Cannabis Culture magazine plays an important role in informing the debate on cannabis laws, as mainstream local media seldom report anything positive about marijuana, or the significant changes
occurring overseas. Despite this, Chief Censor Bill Hastings recently banned Cannabis Culture #69 January-February 2008. He admitted the ban “interferes with the freedom of expression” protected by the Bill of Rights Act, but said the decision was “reasonable, demonstrably justified, and consistent with preventing likely injury to the public good.”
This, he said, was because it contained an article about hash making. It is the second issue to be banned for this reason, but not the first to attract the attention of the Customs Service. However, because the magazine was not yet banned at the time it was seized, Customs had no lawful authority to take it. Under New Zealand law all publications are legal until they are made illegal. Although one previous issue had been banned, the ban applied only to that issue. That didn’t seem to deter Customs, who detained issue #69 back in February, but then waited until May to inform me they had seized a “prohibited import”.
At the time, the Customs and Excise Act allowed only two ways to appeal a decision made by customs officers – no matter how irrational or draconian.

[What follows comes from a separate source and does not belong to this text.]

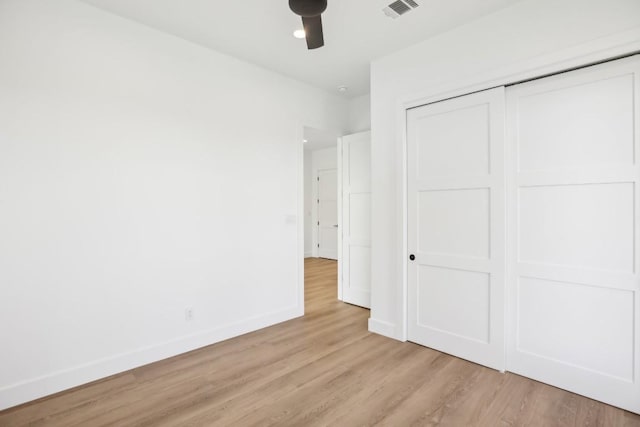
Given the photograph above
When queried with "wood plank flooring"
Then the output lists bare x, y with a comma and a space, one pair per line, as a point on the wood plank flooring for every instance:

They are to either sue the department in court, at a cost of tens of thousands of dollars, or ask the Minister of Customs to overrule them. In an election year the chances of that happening were pretty remote, but I thought it was important to state it for the record. Rather predictably, Minister Nanaia Mahuta simply referred it back to Customs – the very people I was appealing against! It did spur Customs into action, who then sent it to the censors, apparently to belatedly approve the seizure.
In my submission to the Office of Film and Literature Classification (OFL C) opposing a ban, I argued that it is an essential characteristic of a free society that people are allowed to hold or read about views differing from the ruling elite. Although many people and organisations do not share the same views as Customs, the Police or certain politicians, does not mean that they are wrong, or that their views are inherently objectionable.
While encouraging crime could be grounds for a ban, previous rulings by the censors had confirmed that the advocation of a lifestyle and of cannabis law reform did not equate with advocation of a crime itself. A 1998 decision by the Film and Literature Review Board regarding a similar magazine, High Times, concluded:
“The dominant effect of High Times is the promotion of a point of view with respect to the law and culture surrounding marijuana use. High Times advocates the reform of marijuana laws and presents a favourable impression of the culture and lifestyle of those who use marijuana. Advocation of a lifestyle and the reform of laws does not promote criminal activity.”
The OFLC, in a ruling dated 23 March 2004, confirmed that “The same point can be made about Cannabis Culture.” This was repeated in later rulings on other issues of Cannabis Culture, including one that contained an article titled “How to make honey oil”. In his rulings for both the issues he banned, Hastings says they contained “how to make hash” articles and notes that hash is classified as class B under the Misuse of Drugs Act, which carries penalties that are more severe than for unprocessed cannabis.
Hastings ruled that because of the hash making article, the dominant effect of the more recent 120-page magazine was somehow “not advocacy of law reform but encouragement to break the law.” He did not explain why the issue with the honey oil article was allowed, While admitting the magazine has “social and political merit” Hastings said “readers are unlikely to interpret the magazine’s support for currently criminal behaviour as advocacy for law reform and may be attracted to experiment with criminal actions.” It is this, he said, that makes the issue “injurious to the public good.”
Shortly after the ruling, Customs Minister Nanaia Mahuta confirmed she would not overrule the censors as they are “experts in these matters”. She also advised that the laws have changed since this importation. Decisions by customs staff can now be appealed to an “independent” Customs Appeals Authority, and then if needed, to the High Court. Because of the costs involved, and the two year waiting list to get to court, an appeal is not likely. Instead, we are investigating the feasibility of reprinting part or all of Cannabis Culture here, possibly in conjunction with Norml News. Watch this space. Or just read it online.